As Minister of International Trade, Hockin carried out the negotiations on the side accords to the North American Free Trade Agreement in 1993. He was Minister of State (Finance), responsible in part for the restructuring of the regulation of federal financial institutions from 1986 to 1989 and, more recently, chaired the Expert Panel on Securities Regulation, which recommended the establishment of a single securities regulator and securities act for Canada.
Hockin has a business degree from Western, and master’s degree in public administration and PhD in political science from Harvard University. He was also awarded an Honorary Doctor of Commerce by Ryerson University in 2005.
Hockin recalls growing up just a block from the Richmond Gates and the sounds of the Mustang marching band strengthening his dream of one day going to Western. And when he finally got into university he says, “the academics were demanding, the friendships were close and the school spirit was palpable.”
He says as students head into the workforce, they need to remember that it’s not about the title or position they hold, but by what he calls the verbal description of what they do.
“What is marketable to others, and fulfilling for you, is not your past titles, but what you actually do. You create, design, help, manage organize, analyze …,” he says. “It’s those verbs employers are looking for.”
From 1974 to 1981, Hockin was the Headmaster of St. Andrew’s College in Aurora, Ontario. He also served as a Teaching Fellow at Harvard University (1964-1966), a Professor at York University (1966-1981) and the Richard Ivey School of Business (1981-1984) and an Adjunct Professor at Western’s Faculty of Law (1999).
In her citation, Lawrence National Centre for Policy & Management Director Dianne Cunningham says Hockin has earned both national and global respect in numerous areas including politics, education and community causes.
“Tom has contributed to secondary and post-secondary education as a professional and volunteer since 1966, helping not only to shape young minds, but also to contribute to academic research,” says Cunningham. “We are extremely proud that his own academic background includes The University of Western Ontario.”
Despite his successes, Hockin has not forgotten his roots. Born in London, he has served as a director for both the Thames Valley Children’s Hospital Board and the Pacific & Western Credit Corporation and PWC Bank, whose head offices are based in London.
He worked tirelessly for his constituents of London West for nine years (1984-1993) and with his collaborative approach accomplished much for London, including securing $10 million in federal funding for the John P. Robarts Research Institute and $4 million for the Siebens Drake Research Institute.

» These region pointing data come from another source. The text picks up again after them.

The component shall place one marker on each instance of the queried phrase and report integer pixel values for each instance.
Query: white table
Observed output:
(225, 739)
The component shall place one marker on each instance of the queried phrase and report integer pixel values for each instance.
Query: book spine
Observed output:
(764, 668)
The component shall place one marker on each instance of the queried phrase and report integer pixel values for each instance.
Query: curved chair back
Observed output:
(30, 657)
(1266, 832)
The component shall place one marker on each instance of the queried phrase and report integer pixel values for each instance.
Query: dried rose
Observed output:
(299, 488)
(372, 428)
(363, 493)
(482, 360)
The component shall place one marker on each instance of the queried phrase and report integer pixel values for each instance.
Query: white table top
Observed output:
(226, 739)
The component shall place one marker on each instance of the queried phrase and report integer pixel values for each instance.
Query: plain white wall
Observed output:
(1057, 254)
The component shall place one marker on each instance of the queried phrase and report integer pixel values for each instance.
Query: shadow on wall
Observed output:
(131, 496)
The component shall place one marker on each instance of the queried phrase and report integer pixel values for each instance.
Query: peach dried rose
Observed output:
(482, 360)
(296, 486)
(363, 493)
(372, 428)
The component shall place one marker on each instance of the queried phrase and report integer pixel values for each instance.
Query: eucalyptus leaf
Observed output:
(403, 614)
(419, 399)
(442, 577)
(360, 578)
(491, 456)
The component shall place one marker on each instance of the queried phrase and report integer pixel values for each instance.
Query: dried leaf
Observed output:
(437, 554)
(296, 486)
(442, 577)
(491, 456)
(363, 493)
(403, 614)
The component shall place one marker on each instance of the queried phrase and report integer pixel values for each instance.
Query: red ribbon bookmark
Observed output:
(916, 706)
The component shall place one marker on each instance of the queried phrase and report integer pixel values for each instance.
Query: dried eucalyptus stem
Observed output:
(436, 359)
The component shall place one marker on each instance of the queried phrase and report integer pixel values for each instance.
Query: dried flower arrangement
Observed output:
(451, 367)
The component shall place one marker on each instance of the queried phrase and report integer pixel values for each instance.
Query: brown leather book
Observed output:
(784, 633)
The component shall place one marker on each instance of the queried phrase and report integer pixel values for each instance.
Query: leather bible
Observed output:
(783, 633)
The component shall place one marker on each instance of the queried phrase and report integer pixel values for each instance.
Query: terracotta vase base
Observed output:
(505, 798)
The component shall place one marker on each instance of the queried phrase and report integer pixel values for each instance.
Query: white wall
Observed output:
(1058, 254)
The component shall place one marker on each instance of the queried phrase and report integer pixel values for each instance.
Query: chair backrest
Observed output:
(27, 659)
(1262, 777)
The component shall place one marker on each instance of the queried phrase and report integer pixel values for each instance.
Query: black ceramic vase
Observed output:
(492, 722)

While expectedly nervous in getting their first job, Hockin explained to the students that everything new will be overwhelming at first, but to stay strong and not give up.
“Life is truly like playing the violin at a concert when you’re still taking lessons,” he says, adding open yourself up to as many possibilities as you can.
“Don’t pour your energy into one action or one place, but instead provide yourself with many pillars of support, many circles of friends and many worthy causes – as many as you can. It may seem a one-way street, but let me tell you, it seldom is.”